Mithilfe der Photosynthese fixieren Pflanzen den Kohlenstoff aus CO2, welches sie aus der Luft aufnehmen. Der Klimawandel bewirkt unter anderem, dass die Konzentration von CO2 in der Luft ansteigt. Modellrechnungen deuten darauf hin, dass der Anteil von CO2 zum Ende des Jahrhunderts mit bis zu 900 ppm (parts per million) mehr als doppelt so hoch wie heute sein könnte. Mehr Futter für die Pflanzen, könnte man meinen. Das ist aber nicht bei allen Arten und Sorten so.

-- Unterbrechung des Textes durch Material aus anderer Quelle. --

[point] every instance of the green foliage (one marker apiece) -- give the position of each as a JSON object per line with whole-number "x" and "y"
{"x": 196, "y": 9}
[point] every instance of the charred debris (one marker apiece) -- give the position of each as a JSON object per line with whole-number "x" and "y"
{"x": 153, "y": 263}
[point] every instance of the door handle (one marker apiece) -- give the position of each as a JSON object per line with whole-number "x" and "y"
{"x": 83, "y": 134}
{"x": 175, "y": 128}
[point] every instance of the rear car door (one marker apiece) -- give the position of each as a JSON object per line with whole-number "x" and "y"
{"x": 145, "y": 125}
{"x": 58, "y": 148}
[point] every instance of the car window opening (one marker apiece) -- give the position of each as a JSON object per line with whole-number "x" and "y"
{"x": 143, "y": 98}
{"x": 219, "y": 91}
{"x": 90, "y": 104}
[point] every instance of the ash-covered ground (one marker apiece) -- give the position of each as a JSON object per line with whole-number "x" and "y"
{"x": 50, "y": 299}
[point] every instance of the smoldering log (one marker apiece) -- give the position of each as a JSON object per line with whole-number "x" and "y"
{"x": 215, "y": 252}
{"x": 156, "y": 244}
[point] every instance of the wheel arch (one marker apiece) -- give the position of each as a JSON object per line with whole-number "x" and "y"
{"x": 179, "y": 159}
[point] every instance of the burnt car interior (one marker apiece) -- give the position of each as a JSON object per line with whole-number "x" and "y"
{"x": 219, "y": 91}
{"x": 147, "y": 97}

Im Braunschweiger Free Air Carbon dioxide Enrichment Experiment - FACE simulieren Wissenschaftler des Thünen-Instituts steigende Temperaturen und höhere Konzentrationen von CO2. Ihre Versuchsaufbauten stehen mitten in Feldern im Freiland. Die Pflanzen bekommen hochdosiert CO2 in die Umgebung geblasen und die Flächen werden erwärmt. Die dort gezogenen Proben zeigen, wie Getreidearten und Zuckerrüben tatsächlich auf veränderte Bedingungen reagieren.

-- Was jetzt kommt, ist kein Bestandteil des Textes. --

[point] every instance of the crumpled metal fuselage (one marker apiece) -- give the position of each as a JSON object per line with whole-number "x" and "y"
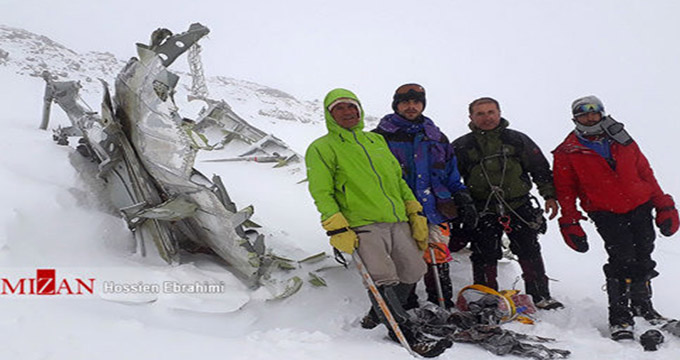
{"x": 146, "y": 156}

Die Versuche laufen weiter. Bisher zeigt sich, dass sogenannte C3-Pflanzen – C3 oder C4 beschreibt die Art, wie Kohlenstoff in der Pflanze gebunden wird – zwar höhere Erträge bringen, aber die Qualität geringer ist. C4-Pflanzen wie Mais zeigen unter den Bedingungen Anpassungen an Trockenzeiten, halten aber ihre Ertragsmenge. Zuckerrüben altern früher im Jahr.